John Kerry, the newly-approved US Secretary of State, appeared at the Senate foreign relations committee last week. Among other things, he warned that “China is all over Africa”, and likened the jostling between China and the US for influence in (or over) Africa to a “game”. He then explained that this “game” was not set in “Cold War terms”, but was, instead, about “business contracts, business opportunities, jobs for Americans, and opportunities to export”; “foreign policy is economic policy”, he declared. Americans needn’t worry, though. Kerry thinks this is a “game” the US can “win”.
I have four points to make. First, while the Chinese are indeed engaging with a large number of African states, Kerry’s language is needlessly alarmist; this will only serve to heighten tensions between the US and China.
Second, to describe Sino-African versus US-African relations as a “game” infantilises the subject. This is international relations: countless people’s livelihoods (and, indeed, their lives) are at stake.
Third, Kerry frames the US and China as competitors for Africa’s natural resources — “they’re buying up long-term contracts on minerals, you name it” — and this adds to a ‘New Scramble for Africa’ narrative in which Africans appear merely as pawns in a Great Power contest (much like, say, the Cold War).
And fourth, part of the reason why Kerry is so worried about Chinese activity in Africa is because the main way Sino-African relations are perceived in the West begins and ends with China: in the standard “China in Africa” model, Africa is just an empty space subject to outside interference.
There has been a lot of commentary on Sino-African relations over the past few years, and Kerry’s statements were just some of the more recent. In the West, much of it has been gloomy: some (such as Kerry) see China as muscling-in on “Western spheres of interest”; others worry, opaquely, about how China’s human rights record will affect Africa’s; and still others warn of “Chinese neo-colonialism’”. Against the pessimism, several cautiously optimistic voices have highlighted the benefits these interactions could bring to Africans, the Chinese, and global trade more generally.
Notwithstanding their differences, however, a common thread unites them: China is presented as the dominant agent. Africans, where there appear at all, are presented as passive victims or dupes. Even in academic analyses, where more weight is granted to the African side of these relations, commentary rarely goes beyond the state level. This means that Africans often emerge as the corrupt stooges of old, and ordinary Africans don’t feature.
There is some truth to all these. But as a recent study points out, Africans themselves are actively affecting, shaping, and “sometimes even driving” these relations. Far too little is made of how Africans have been cannily negotiating to their own advantage - although questions remain over how equitably, and effectively, these interactions are conducted.
The authors of the study, Mohan and Lampert, argue that how Africans fare in their negotiations with Chinese largely depends on the political, economic and social situation in the African state one’s referring to. Take, for example, the efforts of the populist Sata government in Zambia.
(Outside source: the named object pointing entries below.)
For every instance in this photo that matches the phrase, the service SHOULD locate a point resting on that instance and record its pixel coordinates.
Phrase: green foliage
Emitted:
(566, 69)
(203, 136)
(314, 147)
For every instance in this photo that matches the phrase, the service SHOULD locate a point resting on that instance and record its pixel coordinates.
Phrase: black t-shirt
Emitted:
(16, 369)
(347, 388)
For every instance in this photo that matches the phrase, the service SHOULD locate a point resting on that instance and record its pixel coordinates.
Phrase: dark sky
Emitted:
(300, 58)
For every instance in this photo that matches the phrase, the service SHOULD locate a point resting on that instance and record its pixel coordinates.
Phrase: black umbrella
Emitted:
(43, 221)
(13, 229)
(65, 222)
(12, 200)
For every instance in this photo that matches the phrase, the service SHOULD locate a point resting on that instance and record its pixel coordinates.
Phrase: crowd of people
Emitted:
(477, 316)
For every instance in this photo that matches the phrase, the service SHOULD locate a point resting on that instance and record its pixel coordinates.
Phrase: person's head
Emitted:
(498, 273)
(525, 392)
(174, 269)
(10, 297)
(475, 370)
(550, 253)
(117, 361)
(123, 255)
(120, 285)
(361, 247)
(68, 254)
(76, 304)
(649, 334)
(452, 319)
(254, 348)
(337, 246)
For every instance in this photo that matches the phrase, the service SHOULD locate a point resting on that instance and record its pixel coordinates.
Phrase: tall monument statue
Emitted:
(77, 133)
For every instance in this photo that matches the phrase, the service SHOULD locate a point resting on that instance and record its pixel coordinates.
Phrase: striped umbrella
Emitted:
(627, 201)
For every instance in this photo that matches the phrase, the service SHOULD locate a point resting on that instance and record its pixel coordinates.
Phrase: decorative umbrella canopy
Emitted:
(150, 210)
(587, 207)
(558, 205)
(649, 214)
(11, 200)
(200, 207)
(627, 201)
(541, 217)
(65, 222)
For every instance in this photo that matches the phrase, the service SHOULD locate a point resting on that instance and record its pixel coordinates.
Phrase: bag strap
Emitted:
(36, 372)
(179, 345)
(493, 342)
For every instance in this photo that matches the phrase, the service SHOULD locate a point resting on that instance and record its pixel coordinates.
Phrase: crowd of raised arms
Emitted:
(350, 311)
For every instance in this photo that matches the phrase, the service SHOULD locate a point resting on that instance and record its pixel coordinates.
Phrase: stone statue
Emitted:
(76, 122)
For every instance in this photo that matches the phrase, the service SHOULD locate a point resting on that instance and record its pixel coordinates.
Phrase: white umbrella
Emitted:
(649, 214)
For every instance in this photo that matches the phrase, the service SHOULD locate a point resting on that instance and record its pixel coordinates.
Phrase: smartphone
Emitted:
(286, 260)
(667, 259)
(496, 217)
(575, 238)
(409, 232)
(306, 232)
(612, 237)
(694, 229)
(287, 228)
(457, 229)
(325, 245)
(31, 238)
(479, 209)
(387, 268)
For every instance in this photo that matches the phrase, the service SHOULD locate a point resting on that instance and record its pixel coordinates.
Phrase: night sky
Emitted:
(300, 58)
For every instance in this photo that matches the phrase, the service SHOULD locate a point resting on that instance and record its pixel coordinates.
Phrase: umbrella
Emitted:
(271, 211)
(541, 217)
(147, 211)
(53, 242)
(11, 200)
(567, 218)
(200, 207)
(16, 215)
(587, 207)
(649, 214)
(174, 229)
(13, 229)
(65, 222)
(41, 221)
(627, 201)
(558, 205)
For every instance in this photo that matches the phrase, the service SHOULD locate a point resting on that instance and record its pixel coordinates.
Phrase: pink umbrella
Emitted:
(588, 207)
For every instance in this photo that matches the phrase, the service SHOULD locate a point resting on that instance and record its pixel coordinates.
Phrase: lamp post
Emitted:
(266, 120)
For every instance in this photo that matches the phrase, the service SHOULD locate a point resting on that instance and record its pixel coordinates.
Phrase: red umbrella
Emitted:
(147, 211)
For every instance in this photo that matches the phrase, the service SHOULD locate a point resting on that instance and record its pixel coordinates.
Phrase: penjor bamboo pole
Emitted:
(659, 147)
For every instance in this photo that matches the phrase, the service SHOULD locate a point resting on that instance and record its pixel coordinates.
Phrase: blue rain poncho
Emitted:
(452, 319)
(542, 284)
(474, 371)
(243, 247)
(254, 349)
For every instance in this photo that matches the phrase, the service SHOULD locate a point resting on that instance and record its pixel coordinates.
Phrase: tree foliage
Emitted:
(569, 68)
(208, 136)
In November 2011, they managed to double state royalties on copper to 6%, fulfilling pre-election pledges to limit perceived Chinese imperiousness in the process. This was widely hailed in Zambia as a success for the country as a whole, not just for the politicians and businesspeople who signed it off.
In comparison, the Angolan government has negotiated $14.5 billion in credit from China’s three state-owned banks (2002-2011), but the benefits might not reach all Angolans. Although little conditionality was attached to these loans, and over 100 crucial infrastructure projects have been started as a result, Angola is what Chris Alden has dubbed an “illiberal regime with weak democracy” — it’s far from clear how fair and transparent these negotiations were.
Beyond the state level, and in other countries where data is more readily available, it seems ordinary Africans are sometimes driving these relations. Traders from Nigeria and Ghana told the authors that it was Africans who were primarily responsible for the influx of cheap, Chinese-manufactured goods into their countries — not the Chinese. All this makes clear the broader picture of Sino-African relations is far more complicated than the standard “China in Africa” model would suggest.
Still, Mohan and Lampert stress the dangers of “crudely reversing the analytical lens”. There are obvious economic and political power asymmetries between China and the African states they interact with; it would be a mistake to say that Africans are in dominant positions across the board. Moreover, we should not be blind to the problems the Chinese presence has brought — poorly constructed infrastructure, low pay for workers, government corruption, and so on. Generally, the Africans that have benefited the most have been the elites. But our analyses of Sino-African relations would be a good deal more optimistic if we accorded more of a role to the African component of Afro-Chinese interactions. The incoming US Secretary of State would do well to do this: he will not “win” this “game” if he doesn’t.